Hightech im Geflügelstall

von Clemens Dalchau 17.07.2026 | Lesezeit: 8 min.

© IDEG

Die Geflügelfleischproduktion in Deutschland hat sich in den vergangenen Jahren zu einem der innovativsten Bereiche der Nutztierhaltung entwickelt. Moderne Hähnchenställe sind heute weit mehr als Gebäude zur Unterbringung von Tieren. Sie sind zum Teil hochkomplexe technische Systeme, in denen digitale Steuerung, Sensorik, Automatisierung und energieeffiziente Verfahren zusammenwirken.

Ziel dieser technologischen Entwicklung ist es, die Tiere bestmöglich zu versorgen, Ressourcen so effizient wie möglich einzusetzen und gleichzeitig die hohen Anforderungen an Nachhaltigkeit, Tierwohl und Produktqualität zu erfüllen.

Präzise Steuerung für optimale Haltungsbedingungen

Das Wohlbefinden von Masthähnchen hängt maßgeblich von den Bedingungen im Stall ab. Temperatur, Luftfeuchtigkeit, Frischluftzufuhr und Luftqualität müssen jederzeit im optimalen Bereich liegen. Moderne Stallanlagen verfügen deshalb über computergesteuerte Klimasysteme, die diese Parameter rund um die Uhr überwachen und automatisch regulieren.

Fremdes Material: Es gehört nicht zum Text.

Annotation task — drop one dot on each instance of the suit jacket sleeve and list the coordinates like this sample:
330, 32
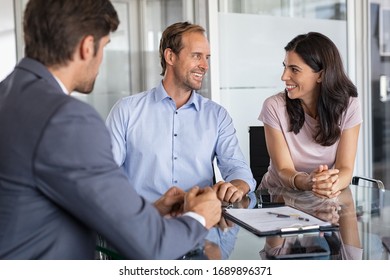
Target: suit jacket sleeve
75, 169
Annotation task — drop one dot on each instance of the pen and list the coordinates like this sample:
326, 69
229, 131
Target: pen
279, 215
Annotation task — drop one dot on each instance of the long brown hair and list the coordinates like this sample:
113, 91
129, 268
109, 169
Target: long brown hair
321, 54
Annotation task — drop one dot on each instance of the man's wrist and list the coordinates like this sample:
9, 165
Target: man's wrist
197, 217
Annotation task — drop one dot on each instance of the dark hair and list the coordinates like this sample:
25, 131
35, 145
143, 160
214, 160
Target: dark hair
172, 38
320, 53
53, 28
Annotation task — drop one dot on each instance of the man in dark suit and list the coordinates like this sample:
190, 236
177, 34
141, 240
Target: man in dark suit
59, 184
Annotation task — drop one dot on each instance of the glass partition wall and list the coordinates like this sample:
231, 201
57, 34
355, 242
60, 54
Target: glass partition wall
252, 35
247, 38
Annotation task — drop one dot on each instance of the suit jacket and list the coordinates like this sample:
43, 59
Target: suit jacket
59, 184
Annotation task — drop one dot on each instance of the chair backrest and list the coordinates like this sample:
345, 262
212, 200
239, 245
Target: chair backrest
258, 153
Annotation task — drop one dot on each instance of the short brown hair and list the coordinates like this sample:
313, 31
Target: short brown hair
172, 38
53, 28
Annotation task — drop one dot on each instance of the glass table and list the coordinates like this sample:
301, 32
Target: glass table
362, 213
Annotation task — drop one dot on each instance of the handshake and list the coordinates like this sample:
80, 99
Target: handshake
205, 202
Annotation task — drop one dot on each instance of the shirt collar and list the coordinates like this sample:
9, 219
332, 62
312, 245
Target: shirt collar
162, 94
61, 85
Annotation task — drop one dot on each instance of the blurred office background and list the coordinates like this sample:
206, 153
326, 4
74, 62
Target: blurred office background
247, 38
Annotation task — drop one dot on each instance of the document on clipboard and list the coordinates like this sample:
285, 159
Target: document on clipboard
276, 220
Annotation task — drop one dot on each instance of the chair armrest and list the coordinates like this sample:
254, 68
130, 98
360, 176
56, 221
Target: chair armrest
379, 183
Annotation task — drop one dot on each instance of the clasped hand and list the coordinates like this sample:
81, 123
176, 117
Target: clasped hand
201, 201
325, 182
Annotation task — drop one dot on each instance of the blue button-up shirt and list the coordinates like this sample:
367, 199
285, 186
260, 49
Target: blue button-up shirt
160, 146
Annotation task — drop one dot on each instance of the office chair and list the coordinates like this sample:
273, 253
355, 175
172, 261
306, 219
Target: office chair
259, 162
258, 153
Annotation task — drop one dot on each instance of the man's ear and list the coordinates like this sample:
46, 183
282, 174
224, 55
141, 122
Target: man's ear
319, 80
87, 49
169, 56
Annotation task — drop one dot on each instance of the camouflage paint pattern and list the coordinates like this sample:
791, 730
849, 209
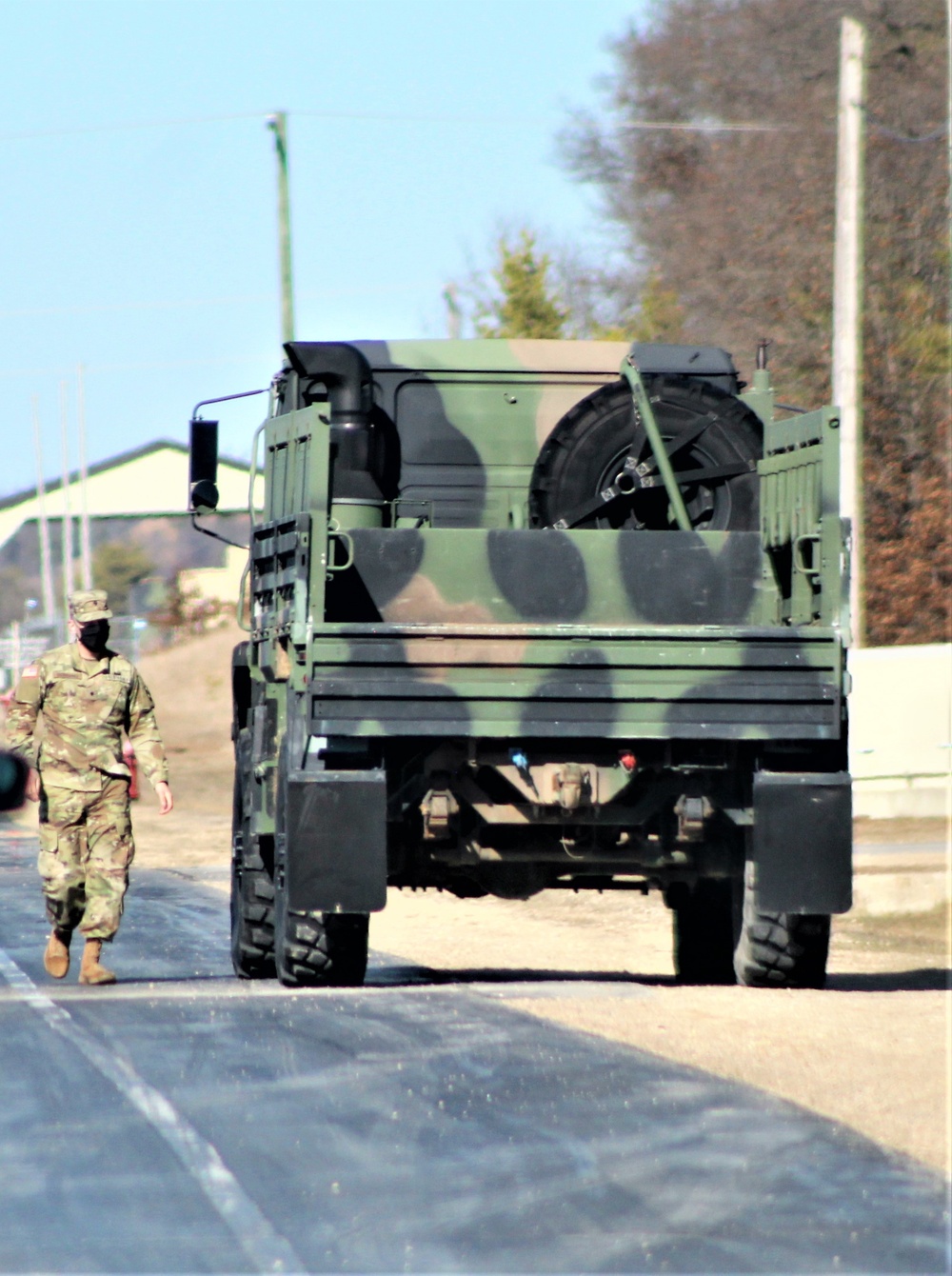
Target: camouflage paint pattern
86, 847
457, 618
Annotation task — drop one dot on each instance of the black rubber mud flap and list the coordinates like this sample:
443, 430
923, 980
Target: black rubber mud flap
803, 841
336, 839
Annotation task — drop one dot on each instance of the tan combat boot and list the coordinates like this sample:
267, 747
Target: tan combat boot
89, 970
56, 956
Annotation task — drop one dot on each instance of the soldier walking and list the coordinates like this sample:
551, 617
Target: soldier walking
89, 695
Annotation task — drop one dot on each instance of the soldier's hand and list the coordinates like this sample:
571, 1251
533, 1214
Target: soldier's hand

Sensoren erfassen kontinuierlich wichtige Daten wie Temperatur, Luftfeuchtigkeit, Kohlendioxid- und Ammoniakkonzentrationen. Die Steuerungssysteme reagieren unmittelbar auf Veränderungen und passen Lüftung, Heizung oder Kühlung bedarfsgerecht an. Dadurch wird sichergestellt, dass die Tiere jederzeit unter möglichst gleichbleibenden Bedingungen gehalten werden.

Gerade in Zeiten zunehmender Wetterextreme leisten moderne Klimasysteme einen wichtigen Beitrag zum Tierwohl. Sie helfen dabei, Hitzestress zu vermeiden und sorgen für eine stabile Stallumgebung unabhängig von den äußeren Witterungsbedingungen.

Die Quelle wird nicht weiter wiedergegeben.